Unfortunately, human suffering is greater than any donation. “The sad thing,” says Hammond, “is that when I met her the second time, she was carrying another baby. I knew her husband had left her, so I assumed she’d remarried, but she told me that somebody had raped her again.”
Change may not come tomorrow, nor next year, but the prospect alone keeps him going. His work in Zimbabwe—where people still cling to hope of deliverance even though Robert Mugabe has choked the nation in a vice-like grip of ruin and thuggery for more than three decades—is testament to his determination. In 2011, he was arrested (for the second time) as he tried to photograph Zimbabwean refugees crossing the Limpopo River into South Africa. He was held for four weeks in a 5-by-10-metre cell with 37 other inmates, sleeping on a concrete floor, under blankets infested with lice. Two hundred and fifty men shared a single toilet and were fed weevil-infested slop. Eventually, Hammond was deported.

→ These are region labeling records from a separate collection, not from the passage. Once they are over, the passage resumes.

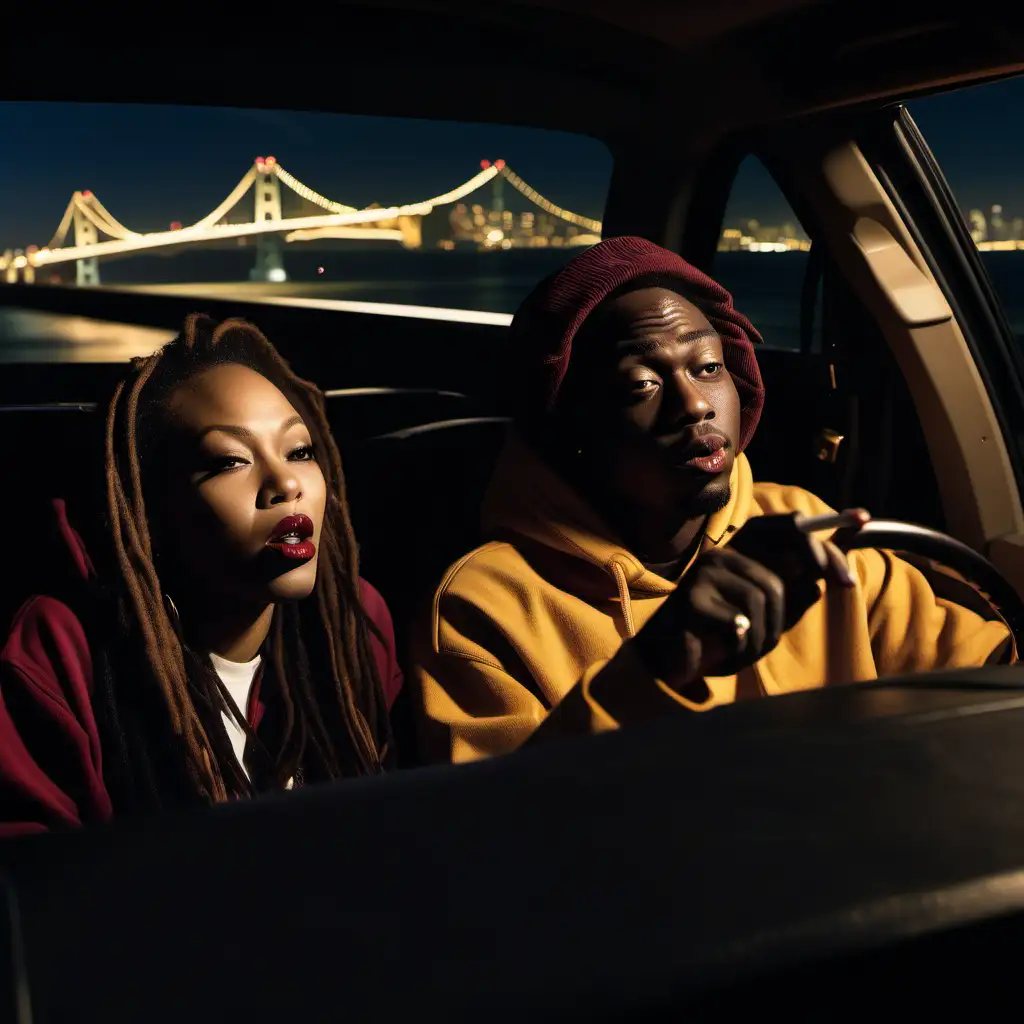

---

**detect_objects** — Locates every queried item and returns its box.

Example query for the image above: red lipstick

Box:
[266,514,316,562]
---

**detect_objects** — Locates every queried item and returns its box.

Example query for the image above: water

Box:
[0,247,1024,361]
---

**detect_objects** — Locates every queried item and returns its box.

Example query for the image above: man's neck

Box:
[182,602,273,663]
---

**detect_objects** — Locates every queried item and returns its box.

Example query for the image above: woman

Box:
[0,314,401,835]
[415,238,1013,761]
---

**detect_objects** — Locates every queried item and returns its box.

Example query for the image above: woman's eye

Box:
[288,444,316,462]
[208,455,246,473]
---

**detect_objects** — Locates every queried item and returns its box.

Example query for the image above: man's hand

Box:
[632,510,869,689]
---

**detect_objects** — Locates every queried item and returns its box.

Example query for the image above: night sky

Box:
[0,72,1024,249]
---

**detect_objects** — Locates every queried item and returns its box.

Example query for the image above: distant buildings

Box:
[967,204,1024,252]
[718,220,811,253]
[436,203,601,252]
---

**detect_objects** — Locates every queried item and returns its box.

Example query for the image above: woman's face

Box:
[158,364,327,605]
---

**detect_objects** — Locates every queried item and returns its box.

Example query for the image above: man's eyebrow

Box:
[615,328,719,355]
[193,413,303,441]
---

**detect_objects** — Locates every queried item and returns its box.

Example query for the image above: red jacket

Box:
[0,503,402,837]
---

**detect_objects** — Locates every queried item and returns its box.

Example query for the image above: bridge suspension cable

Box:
[274,164,355,213]
[29,158,601,265]
[500,164,601,234]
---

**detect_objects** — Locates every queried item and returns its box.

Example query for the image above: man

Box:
[414,238,1014,762]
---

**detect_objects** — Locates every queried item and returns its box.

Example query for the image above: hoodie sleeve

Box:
[851,549,1017,676]
[413,602,700,763]
[359,577,402,710]
[0,597,112,838]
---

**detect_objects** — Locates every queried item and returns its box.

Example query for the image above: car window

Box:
[0,102,611,337]
[907,78,1024,343]
[712,156,811,350]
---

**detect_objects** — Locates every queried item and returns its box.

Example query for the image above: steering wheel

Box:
[843,519,1024,651]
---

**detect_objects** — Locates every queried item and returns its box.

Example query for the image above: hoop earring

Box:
[164,594,181,638]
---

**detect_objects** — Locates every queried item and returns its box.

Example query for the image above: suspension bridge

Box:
[0,157,601,286]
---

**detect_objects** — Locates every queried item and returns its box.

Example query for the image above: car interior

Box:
[0,0,1024,1022]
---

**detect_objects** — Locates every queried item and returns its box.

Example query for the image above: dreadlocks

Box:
[99,314,389,806]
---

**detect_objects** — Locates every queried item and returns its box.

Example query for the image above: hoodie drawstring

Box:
[610,562,637,638]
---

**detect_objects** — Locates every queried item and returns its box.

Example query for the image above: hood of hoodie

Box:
[481,434,755,632]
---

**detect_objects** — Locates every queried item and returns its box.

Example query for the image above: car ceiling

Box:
[8,0,1024,140]
[6,0,1024,141]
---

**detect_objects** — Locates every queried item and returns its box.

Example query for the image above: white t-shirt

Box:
[210,654,260,777]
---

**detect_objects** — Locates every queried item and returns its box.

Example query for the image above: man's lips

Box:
[672,434,729,473]
[266,513,316,560]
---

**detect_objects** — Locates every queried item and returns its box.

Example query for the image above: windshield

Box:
[0,102,611,325]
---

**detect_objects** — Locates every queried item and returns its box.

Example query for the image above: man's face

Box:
[562,288,740,519]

But when dictators shut you down, you know you’re making a difference. “The world is made up of individuals,” says Hammond, “and maybe the way to change the world is to change one individual at a time.”
His working life has so far been a riot of insights, but one keeps on echoing.
“I feel like we can be a very uncaring race of people. I passionately feel that we shouldn’t care less about people simply because they have a different skin colour, or they speak a different language, or they live far away from us, or worship a different God. But what I see, unfortunately, time and again, is that we do care less about people who are not like us.”
By closing that physical and emotional distance, by putting that imprisoned, wretched child “on your coffee table,” says Hammond, he hopes we’ll wake into action. “That’s my job, as I see it.”